Observability#

LMCache multiprocess mode provides three complementary observability modes: metrics (Prometheus counters via OTel), logging (Python logging with optional OTel log forwarding), and tracing (OTel spans for per-request latency).

All three modes are powered by an internal EventBus that decouples producers (L1Manager, StorageManager, MPCacheServer) from subscribers.

Quick Start#

By default, metrics and logging are enabled; tracing is disabled. No extra flags are needed:

lmcache server \
    --l1-size-gb 100 --eviction-policy LRU

To enable tracing, supply an OTLP endpoint:

lmcache server \
    --l1-size-gb 100 --eviction-policy LRU \
    --enable-tracing --otlp-endpoint http://localhost:4317

Configuration#

Argument

Default

Description

--disable-observability

off

Master switch: disable the EventBus entirely (no metrics, logging, or tracing subscribers are registered).

--disable-metrics

off

Skip metrics subscribers (Prometheus endpoint is not started).

--disable-logging

off

Skip logging subscribers.

--enable-tracing

off

Register tracing subscribers. Requires --otlp-endpoint.

--event-bus-queue-size

10000

Maximum events in the EventBus queue before tail-drop.

--otlp-endpoint

(none)

OTLP gRPC endpoint (e.g. http://localhost:4317). Used for exporting metrics (push mode) and traces.

--prometheus-port

9090

Port for the Prometheus /metrics HTTP endpoint.

--metrics-sample-rate

0.01

Fraction of chunks/blocks to track for lifecycle histograms (0, 1.0]. Counters always count all events. Default is 1%.

--trace-level

(none)

Enable trace recording at the given level.
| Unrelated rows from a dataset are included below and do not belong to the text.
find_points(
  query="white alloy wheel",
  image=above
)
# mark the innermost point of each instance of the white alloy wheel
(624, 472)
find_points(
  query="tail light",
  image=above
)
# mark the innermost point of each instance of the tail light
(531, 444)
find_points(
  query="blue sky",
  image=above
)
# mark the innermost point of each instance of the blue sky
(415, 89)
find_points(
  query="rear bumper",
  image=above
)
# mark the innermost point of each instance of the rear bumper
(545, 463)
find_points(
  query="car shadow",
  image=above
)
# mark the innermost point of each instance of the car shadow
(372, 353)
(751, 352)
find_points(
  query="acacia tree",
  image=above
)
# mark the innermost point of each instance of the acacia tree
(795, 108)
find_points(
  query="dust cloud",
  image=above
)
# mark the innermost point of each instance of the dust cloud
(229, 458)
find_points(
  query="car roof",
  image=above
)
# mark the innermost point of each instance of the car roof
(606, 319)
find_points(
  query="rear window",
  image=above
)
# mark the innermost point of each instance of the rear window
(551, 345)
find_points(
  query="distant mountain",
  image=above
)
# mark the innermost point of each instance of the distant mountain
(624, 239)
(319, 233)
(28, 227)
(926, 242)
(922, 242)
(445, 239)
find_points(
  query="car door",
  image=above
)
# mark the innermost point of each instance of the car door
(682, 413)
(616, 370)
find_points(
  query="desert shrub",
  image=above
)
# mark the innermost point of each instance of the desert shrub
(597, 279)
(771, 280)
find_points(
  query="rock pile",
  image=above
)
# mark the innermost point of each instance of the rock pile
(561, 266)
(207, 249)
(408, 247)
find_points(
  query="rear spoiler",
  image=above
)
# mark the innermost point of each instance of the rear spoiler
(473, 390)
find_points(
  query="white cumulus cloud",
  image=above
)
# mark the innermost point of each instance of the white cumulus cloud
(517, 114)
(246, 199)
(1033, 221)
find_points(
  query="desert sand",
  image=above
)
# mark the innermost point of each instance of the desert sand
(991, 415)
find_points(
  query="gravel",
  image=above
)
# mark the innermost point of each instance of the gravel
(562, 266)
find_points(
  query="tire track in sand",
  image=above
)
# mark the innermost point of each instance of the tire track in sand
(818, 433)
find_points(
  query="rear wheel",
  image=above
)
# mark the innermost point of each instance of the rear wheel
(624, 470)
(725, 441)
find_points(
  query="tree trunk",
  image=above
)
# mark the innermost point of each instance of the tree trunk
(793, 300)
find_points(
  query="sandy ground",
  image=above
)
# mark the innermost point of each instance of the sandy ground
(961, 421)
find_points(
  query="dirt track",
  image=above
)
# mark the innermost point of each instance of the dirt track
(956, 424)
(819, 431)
Currently only storage is supported (records StorageManager public-API calls for offline replay). When unset, trace recording is off. See Trace Recording for details.

--trace-output

(none)

Path to write the trace file. If omitted while --trace-level is set, a timestamped file under $TMPDIR is minted (lmcache-trace-<pid>-<UTC>.lct) and its path is logged at INFO.

Environment variables:

Variable

Default

Description

LMCACHE_LOG_LEVEL

INFO

Controls the log level for all LMCache loggers. Valid values: DEBUG, INFO, WARNING, ERROR, CRITICAL.